Project and Data Organization

Objectives📍

folder structure
file naming
variable naming
backups

Project Organization

To organize your data, you should use a clear folder structure to ensure that you can find your files. For this there are already multiple existing templates.

Folder structure for research data — The Turing Way_ project illustration by Scriberia. Used under a CC-BY 4.0 licence. DOI: [10.5281/zenodo.3332807](https://doi.org/10.5281/zenodo.3332807)

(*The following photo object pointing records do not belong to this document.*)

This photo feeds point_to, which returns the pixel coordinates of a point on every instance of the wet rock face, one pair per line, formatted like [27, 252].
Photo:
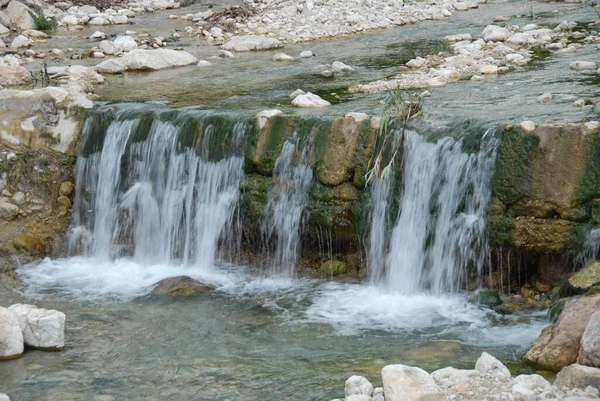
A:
[559, 345]
[181, 286]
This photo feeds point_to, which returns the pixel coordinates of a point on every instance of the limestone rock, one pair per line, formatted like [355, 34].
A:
[282, 57]
[20, 15]
[21, 41]
[532, 382]
[449, 377]
[181, 286]
[251, 42]
[490, 366]
[11, 336]
[586, 277]
[358, 385]
[8, 211]
[14, 76]
[42, 328]
[495, 33]
[309, 100]
[142, 59]
[29, 244]
[558, 347]
[406, 383]
[578, 376]
[527, 126]
[589, 351]
[583, 66]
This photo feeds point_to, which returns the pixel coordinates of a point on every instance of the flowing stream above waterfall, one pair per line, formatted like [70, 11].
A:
[158, 194]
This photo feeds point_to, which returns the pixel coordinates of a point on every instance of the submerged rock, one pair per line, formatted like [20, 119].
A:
[407, 383]
[42, 328]
[486, 298]
[142, 59]
[11, 336]
[251, 42]
[358, 385]
[558, 346]
[578, 376]
[586, 277]
[181, 286]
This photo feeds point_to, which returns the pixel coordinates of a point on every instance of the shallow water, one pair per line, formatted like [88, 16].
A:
[255, 338]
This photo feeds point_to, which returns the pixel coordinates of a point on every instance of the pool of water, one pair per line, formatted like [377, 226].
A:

If you don't find any template that suits your needs (which I doubt...), make sure you follow these general suggestions on organization of folders:

Make sure you have enough (sub)folders so that files can be stored in the right folder and are not scattered in folders where they do not belong, or stored in large quantities in a single folder.
Use a clear folder structure. You can structure folders based on the person that has generated the data/folder, chronologically (month, year, sessions), per project (as done in the example below), or based on analysis method/equipment or data type.
Avoid overlapping or vague folder names, and do not use personal data in folder/file names.
All good structures contain at least the following elements:
- A unique main folder for the project
- Some form of code
- Some form of data
- A readme document with any important information about the project for yourself or collaborators

Project Organization: One Example ¹

.
├── LICENSE.md
├── README.md
├── code
│   ├── experiment
│   ├── analysis
├── data              
│   ├── source         <- The original, immutable data dump. 
│   ├── raw            <- The final, canonical data sets for modeling.
│   ├── derivatives    <- Data after being processed by analysis pipelines.
│   └── temp           <- Intermediate data that has been transformed. 
├── docs               <- Documentation notebook for users.
│   ├── manuscript     <- Manuscript source, e.g., LaTeX, Markdown, etc.
│   ├── study-protocol <- or `preregistration`
│   └── reports        <- Other project reports and notebooks (e.g. Jupyter, .Rmd)
└── results
    ├── figures        <- Figures for the manuscript or reports 
    └── output         <- Other output for the manuscript or reports

It doesn't matter too much if you name the folder with processed data processed and have it under the upper folder data or if you have it one level up and name it instead edited data or what have you. The important thing is that you choose a structure and stick to it and best explain it to others by putting an explanation of the project folder structure in a README. What you should do though is checking out if there are community standards for folder structure in your research field. For example, in psychology and neuroscience we have a widely accepted and comprehensively documented standard called BIDS. Some data repositories now expect you to have the data in this format, otherwise they won't accept your data. So, just make sure that you follow recommendations and principles in your field of research (if there are any).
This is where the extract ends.